Re: Block Cholesky algorithm (xPOTRF)

PostPosted: Mon May 27, 2019 1:34 pm
by admin
Hi. The code in LAPACK/SRC is the left looking variant. The right looking version is at: LAPACK/SRC/VARIANTS/cholesky/RL. Cheers, Julien Langou.

Re: Block Cholesky algorithm (xPOTRF)

PostPosted: Mon May 27, 2019 11:54 pm
by pa33
Thank you, this is quite helpful. I found a publication (Anderson and Dongarra, 1990) which compares the different variants of the block (Level 3) Cholesky, and they find that they all have similar performance, so it doesn't seem to make much difference which one is used.

Re: Block Cholesky algorithm (xPOTRF)

PostPosted: Tue May 28, 2019 9:28 am
by Julien Langou
Thank you, this is quite helpful.
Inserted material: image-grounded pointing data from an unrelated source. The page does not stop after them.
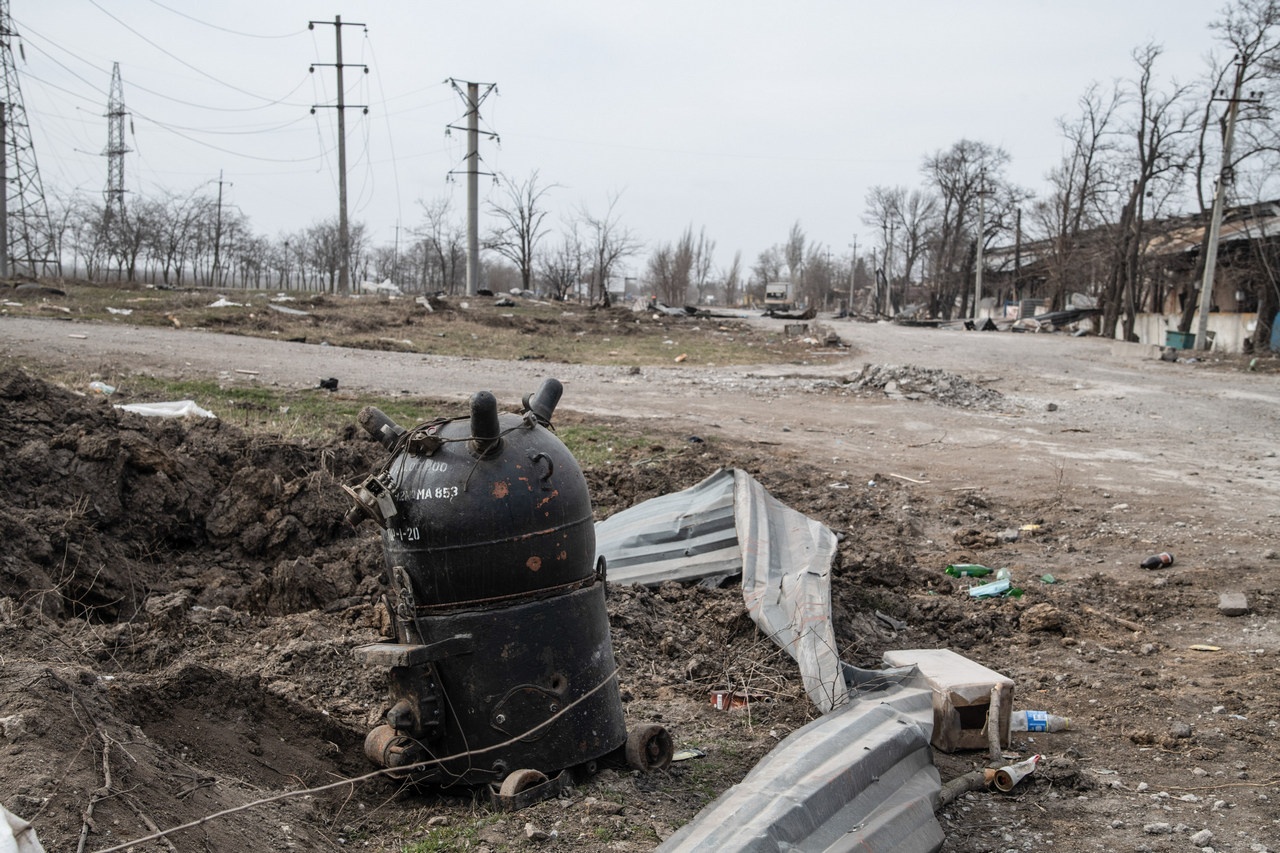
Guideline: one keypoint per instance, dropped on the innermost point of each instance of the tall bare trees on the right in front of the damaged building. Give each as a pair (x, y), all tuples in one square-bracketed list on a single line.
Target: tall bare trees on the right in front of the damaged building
[(1136, 154)]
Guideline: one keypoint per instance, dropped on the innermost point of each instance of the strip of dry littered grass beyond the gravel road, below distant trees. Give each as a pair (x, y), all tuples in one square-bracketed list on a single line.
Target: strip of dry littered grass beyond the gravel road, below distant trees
[(458, 327)]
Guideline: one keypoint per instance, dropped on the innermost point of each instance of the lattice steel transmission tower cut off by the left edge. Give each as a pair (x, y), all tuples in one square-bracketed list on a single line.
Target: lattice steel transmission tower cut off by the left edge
[(28, 232)]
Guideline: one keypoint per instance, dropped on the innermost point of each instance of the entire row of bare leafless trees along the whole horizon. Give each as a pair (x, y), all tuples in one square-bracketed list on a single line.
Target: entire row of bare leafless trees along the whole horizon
[(1136, 153)]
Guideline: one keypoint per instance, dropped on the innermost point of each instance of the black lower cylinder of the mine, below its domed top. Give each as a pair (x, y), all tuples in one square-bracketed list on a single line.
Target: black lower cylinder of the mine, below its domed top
[(538, 688)]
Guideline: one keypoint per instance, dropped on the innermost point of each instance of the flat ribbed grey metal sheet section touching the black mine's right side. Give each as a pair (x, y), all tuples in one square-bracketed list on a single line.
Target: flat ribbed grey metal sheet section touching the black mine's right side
[(684, 536)]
I found a publication (Anderson and Dongarra, 1990) which compares the different variants of the block (Level 3) Cholesky, and they find that they all have similar performance, so it doesn't seem to make much difference which one is used.


The left-looking variant has less ``write`` (and more ``read``) than the right-looking variant. The left-looking variant was chosen for LAPACK. The right-looking is more parallel. The critical path length of the right looking variant is O(n) (where the input matrix is n-by-n tiles), while the critical path length for the left looking variant is O(n^2). The right-looking variant was chosen for ScaLAPACK. Using a multithreaded BLAS library on a multicore architecture, you would see a much better performance from the right-looking variant than the left-looking variant. A good (the best?) variant is the recursive variant.